ASEAN Economic Ministers Retreat ke-28: Perundingan Upgrading Persetujuan Barang di ASEAN Resmi Diluncurkan

harian9 author photo

 


JAKARTA| H9

Menteri Perdagangan (Mendag) Muhammad Lutfi mengikuti Pertemuan ASEAN  Economic Ministers’ Retreat ke-28 melalui video conference. Pertemuan ini merupakan forum  pertemuan rutin Para Menteri Ekonomi ASEAN untuk memberi mandat dan arahan terkait berbagai isu  yang berkembang di ASEAN, khususnya untuk memperkuat kerja sama antarnegara anggota dalam  pemulihan ekonomi pascapandemi Covid-19 dan menjawab berbagai tantangan baru. 

Dalam pertemuan tersebut, para Menteri Ekonomi ASEAN mengesahkan Priorities Economic  Deliverables yang diusung Kamboja sebagai Ketua ASEAN tahun 2022. Para Menteri juga sepakat  meluncurkan Perundingan Upgrading Persetujuan Perdagangan ASEAN (ATIGA) untuk mendukung  sentralitas ASEAN menjadi persetujuan yang lebih modern dan semakin responsif, khususnya dengan  dimasukkannya beberapa elemen baru seperti lingkungan dan usaha mikro, kecil, dan menengah  (UMKM). 

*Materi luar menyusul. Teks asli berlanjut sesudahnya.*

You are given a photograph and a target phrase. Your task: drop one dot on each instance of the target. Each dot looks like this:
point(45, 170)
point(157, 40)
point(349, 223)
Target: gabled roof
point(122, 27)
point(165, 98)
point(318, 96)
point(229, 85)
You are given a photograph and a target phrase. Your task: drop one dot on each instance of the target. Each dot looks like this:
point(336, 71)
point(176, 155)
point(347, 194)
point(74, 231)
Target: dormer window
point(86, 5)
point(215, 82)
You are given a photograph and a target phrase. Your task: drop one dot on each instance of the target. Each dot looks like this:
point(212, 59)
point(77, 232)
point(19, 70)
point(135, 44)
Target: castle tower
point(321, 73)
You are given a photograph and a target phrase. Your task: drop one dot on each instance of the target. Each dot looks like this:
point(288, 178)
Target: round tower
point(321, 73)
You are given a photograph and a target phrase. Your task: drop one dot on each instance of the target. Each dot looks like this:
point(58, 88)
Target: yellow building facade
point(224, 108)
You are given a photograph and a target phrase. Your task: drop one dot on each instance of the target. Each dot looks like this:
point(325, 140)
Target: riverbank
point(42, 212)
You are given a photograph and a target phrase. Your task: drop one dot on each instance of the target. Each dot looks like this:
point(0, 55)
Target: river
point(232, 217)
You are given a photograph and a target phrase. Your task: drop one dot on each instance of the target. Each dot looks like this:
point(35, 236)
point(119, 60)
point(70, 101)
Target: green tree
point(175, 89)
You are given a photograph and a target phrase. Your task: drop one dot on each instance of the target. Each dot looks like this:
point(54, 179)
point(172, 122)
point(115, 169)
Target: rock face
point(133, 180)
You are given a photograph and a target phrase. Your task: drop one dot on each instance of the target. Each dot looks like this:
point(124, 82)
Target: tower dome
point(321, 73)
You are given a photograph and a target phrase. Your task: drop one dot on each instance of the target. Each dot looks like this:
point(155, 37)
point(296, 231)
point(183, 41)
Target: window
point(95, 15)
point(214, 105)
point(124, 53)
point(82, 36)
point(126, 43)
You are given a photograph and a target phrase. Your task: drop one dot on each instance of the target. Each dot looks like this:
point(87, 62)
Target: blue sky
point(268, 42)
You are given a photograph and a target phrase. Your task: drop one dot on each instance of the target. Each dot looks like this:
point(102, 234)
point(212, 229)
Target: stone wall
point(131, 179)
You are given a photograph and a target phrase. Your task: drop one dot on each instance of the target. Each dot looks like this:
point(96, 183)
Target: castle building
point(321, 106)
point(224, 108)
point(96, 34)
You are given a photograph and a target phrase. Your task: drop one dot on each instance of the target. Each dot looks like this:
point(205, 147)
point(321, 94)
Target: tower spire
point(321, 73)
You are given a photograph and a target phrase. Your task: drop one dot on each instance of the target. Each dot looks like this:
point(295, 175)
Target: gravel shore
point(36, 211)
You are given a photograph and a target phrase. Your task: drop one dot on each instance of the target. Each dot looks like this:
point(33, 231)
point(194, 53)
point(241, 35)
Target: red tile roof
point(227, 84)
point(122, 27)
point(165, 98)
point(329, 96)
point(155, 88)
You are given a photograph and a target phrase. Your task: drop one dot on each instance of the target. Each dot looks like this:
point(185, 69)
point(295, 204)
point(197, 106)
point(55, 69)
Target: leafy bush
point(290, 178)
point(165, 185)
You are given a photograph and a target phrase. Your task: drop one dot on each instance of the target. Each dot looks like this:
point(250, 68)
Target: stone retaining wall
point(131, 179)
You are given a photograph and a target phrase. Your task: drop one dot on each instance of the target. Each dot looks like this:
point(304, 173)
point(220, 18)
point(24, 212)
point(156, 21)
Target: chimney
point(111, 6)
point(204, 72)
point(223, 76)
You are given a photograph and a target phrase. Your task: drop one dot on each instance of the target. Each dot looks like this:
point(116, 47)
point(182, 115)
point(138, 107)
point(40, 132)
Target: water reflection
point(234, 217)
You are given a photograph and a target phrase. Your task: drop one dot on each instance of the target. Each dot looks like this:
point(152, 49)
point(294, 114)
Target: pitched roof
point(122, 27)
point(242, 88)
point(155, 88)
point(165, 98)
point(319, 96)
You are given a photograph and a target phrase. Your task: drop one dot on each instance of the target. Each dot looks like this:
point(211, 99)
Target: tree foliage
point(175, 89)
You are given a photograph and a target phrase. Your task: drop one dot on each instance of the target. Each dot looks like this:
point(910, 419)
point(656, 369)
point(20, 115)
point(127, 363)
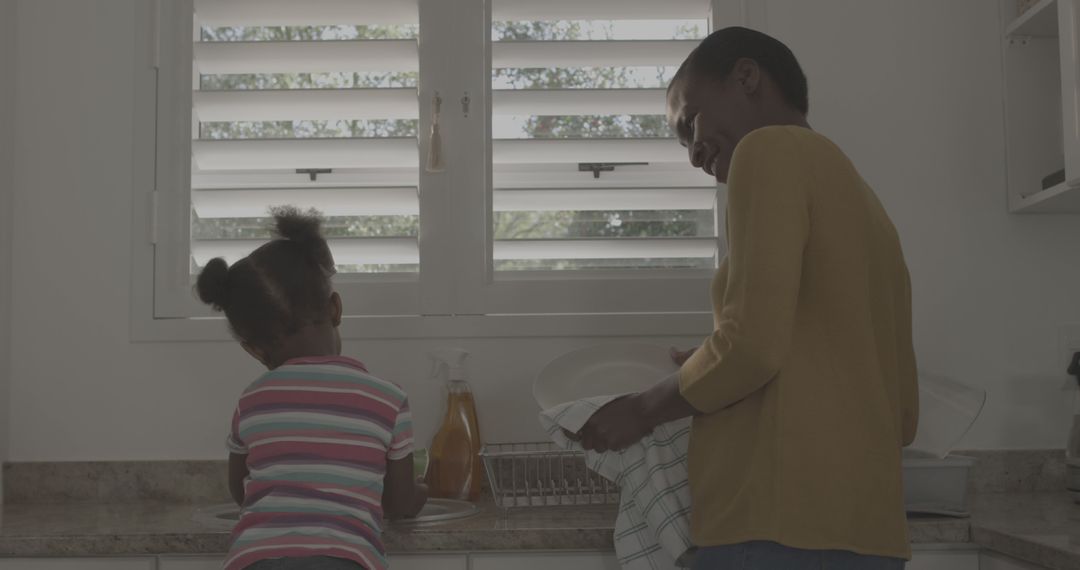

“Indonesia berharap upgrading ATIGA ini semakin meningkatkan total perdagangan intra-ASEAN yang  saat ini belum mencapai 30 persen. Namun, kami juga berharap bahwa dalam proses upgrading ini,  negara-negara ASEAN dapat saling menghormati sensitivitas dan kesulitan masing-masing negara  ASEAN,” tegasnya.

 Sebagai langkah tindak lanjut, para Menteri telah memberikan mandat kepada Trade Negotiating  Committee (TNC) untuk melaksanakan negosiasi ATIGA Upgrade agar dapat mencapai target  penyelesaian tahun 2024. 

Dalam kesempatan ini, Indonesia juga memaparkan Presidensi G20 tahun 2022 yang mengusung tema  “Recover Together, Recover Stronger”. Indonesia, melalui forum Trade, Investment, and Industry  Working Group (TIIWG), akan memanfaatkan keterkaitan isu prioritas G20 dan ASEAN yaitu terkait  pengembangan ekonomi digital. 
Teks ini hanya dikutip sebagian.